Refugee mother, son reunited after 8 years

Memunah Marah shares a long-awaited embrace with her son Aboubacar, 9, in her small apartment in south Winnipeg Thursday.

Left parentless, she and her siblings walked around corpses to get out of war-torn Sierra Leone when she was just 14. Once they got to safety, she was raped and gave birth to a baby at 15. She was told to keep it to herself or it would hurt her chances of getting to Canada.

She got bad advice.

When Memunah Marah and her three siblings were accepted as privately sponsored refugees, the 16-year-old girl wasn’t allowed to bring her baby boy to Canada because he wasn’t included in her original application.

The teen mom was told to take advantage of her only chance to go to Canada, and that she could apply to bring her baby boy as soon as she arrived.

“They told me, ‘You’ll be reunited with him immediately’,” remembers Marah, who left her 18-month-old toddler with close friends. “I thought it might take three or four months.”

It took eight years of fighting to bring her son to Canada.

Marah finally won last week, when nine-year-old Aboubacar stepped off a plane in Toronto.

“When he came out, I screamed,” said Marah, now 24.

She met him after the boy’s long and bumpy ride from Freetown, Sierra Leone to London. The unaccompanied minor initially wasn’t allowed on the Air Canada flight to Toronto. After some last-minute scrambling and an additional $75, Aboubacar finally arrived.

“Everybody was crying,” his mom said as the quiet, smiling boy sat close to her in their apartment in St. Vital last week. Aboubacar has kept a photo of his mom holding him when he was a baby, and they stayed in touch until they were reunited.

“I know we bonded on the phone,” she said. “I’ve been really involved in what he does.”

The health care aide, who graduated from Grant Park High School, had been sending money for Aboubacar’s care and talking to him on the phone two or three times a week.

Between calls, she pined for her son.

The 200-member Fort Garry Mennonite Fellowship that sponsored Marah, her twin sister and older brother and sister to come to Canada went to bat to bring her son here, too.

They hired a lawyer to take up her case. DNA tests were conducted to verify she is Aboubacar’s mom. The lawyer requested the boy be allowed to join his mom on humanitarian and compassionate grounds. The request was denied because of conflicting details of the rape when she was 15, and because the baby conceived wasn’t reported to Citizenship and Immigration at the outset.

“I was getting quite agitated,” said Fort Garry Mennonite Fellowship member Donald Plett. “Something has to give.”

The church asked John Wieler for help.

Wieler, who’s worked for the Mennonite Central Committee on refugee matters and has been a member of the Immigration and Refugee Board, was appalled when he heard about Marah’s situation.

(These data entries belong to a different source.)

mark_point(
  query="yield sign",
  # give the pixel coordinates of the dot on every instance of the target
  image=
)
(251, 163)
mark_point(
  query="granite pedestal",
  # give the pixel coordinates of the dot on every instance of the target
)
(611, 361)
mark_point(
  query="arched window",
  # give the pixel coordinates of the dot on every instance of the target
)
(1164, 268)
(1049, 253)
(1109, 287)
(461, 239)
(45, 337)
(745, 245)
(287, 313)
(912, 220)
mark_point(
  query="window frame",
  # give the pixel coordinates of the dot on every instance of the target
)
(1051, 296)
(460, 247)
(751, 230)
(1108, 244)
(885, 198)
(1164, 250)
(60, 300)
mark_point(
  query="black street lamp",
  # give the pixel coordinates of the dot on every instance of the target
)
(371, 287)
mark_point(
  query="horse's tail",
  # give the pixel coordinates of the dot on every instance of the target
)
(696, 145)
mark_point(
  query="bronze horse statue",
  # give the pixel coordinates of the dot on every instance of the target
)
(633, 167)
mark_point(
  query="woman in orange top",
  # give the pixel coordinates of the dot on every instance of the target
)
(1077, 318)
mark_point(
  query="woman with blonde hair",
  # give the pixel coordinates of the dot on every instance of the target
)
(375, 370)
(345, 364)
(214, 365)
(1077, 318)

“There was a terrible lack of compassion over there,” Wieler said, referring to immigration officials in Africa. “On this side, there was plenty of compassion.”

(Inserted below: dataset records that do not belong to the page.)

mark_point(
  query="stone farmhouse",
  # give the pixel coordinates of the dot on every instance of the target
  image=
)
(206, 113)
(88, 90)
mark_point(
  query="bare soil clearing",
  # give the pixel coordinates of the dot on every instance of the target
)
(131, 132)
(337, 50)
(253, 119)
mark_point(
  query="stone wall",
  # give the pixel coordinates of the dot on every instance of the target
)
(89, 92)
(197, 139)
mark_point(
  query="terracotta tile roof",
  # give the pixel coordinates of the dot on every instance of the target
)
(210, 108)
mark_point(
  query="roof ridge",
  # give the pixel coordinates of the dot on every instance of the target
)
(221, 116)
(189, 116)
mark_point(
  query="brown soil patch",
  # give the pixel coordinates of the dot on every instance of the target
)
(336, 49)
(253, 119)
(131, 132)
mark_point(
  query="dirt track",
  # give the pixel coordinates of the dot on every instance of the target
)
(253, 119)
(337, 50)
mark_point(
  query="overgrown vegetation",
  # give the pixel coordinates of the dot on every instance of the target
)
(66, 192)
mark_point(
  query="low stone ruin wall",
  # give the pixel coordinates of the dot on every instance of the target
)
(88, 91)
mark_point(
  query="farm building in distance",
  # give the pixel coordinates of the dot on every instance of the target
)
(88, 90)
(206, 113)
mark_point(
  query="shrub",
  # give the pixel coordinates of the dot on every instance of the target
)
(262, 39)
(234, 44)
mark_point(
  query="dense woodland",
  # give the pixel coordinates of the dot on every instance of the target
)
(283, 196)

Someone, somewhere in the system, had a change of heart, he said.

“We don’t know what broke the dam,” said Plett. “All of a sudden, on Dec. 22, someone from immigration said they had good news,” he recalled. “It was a wonderful gift.

“Was this a miracle? I don’t know. It seemed to take forever,” he said.

Now that Aboubacar is here, his mom wants to get the Creole-speaking boy into classes and learning English. Her hope for her son is simple.

“I want my son to have the life I didn’t have.”

The survivor said she’s grateful for the help she’s received, but doesn’t want anyone’s sympathy.

“I don’t want people to feel sorry for me,” said the beaming young woman.

“I’m really happy with the way my life is going.”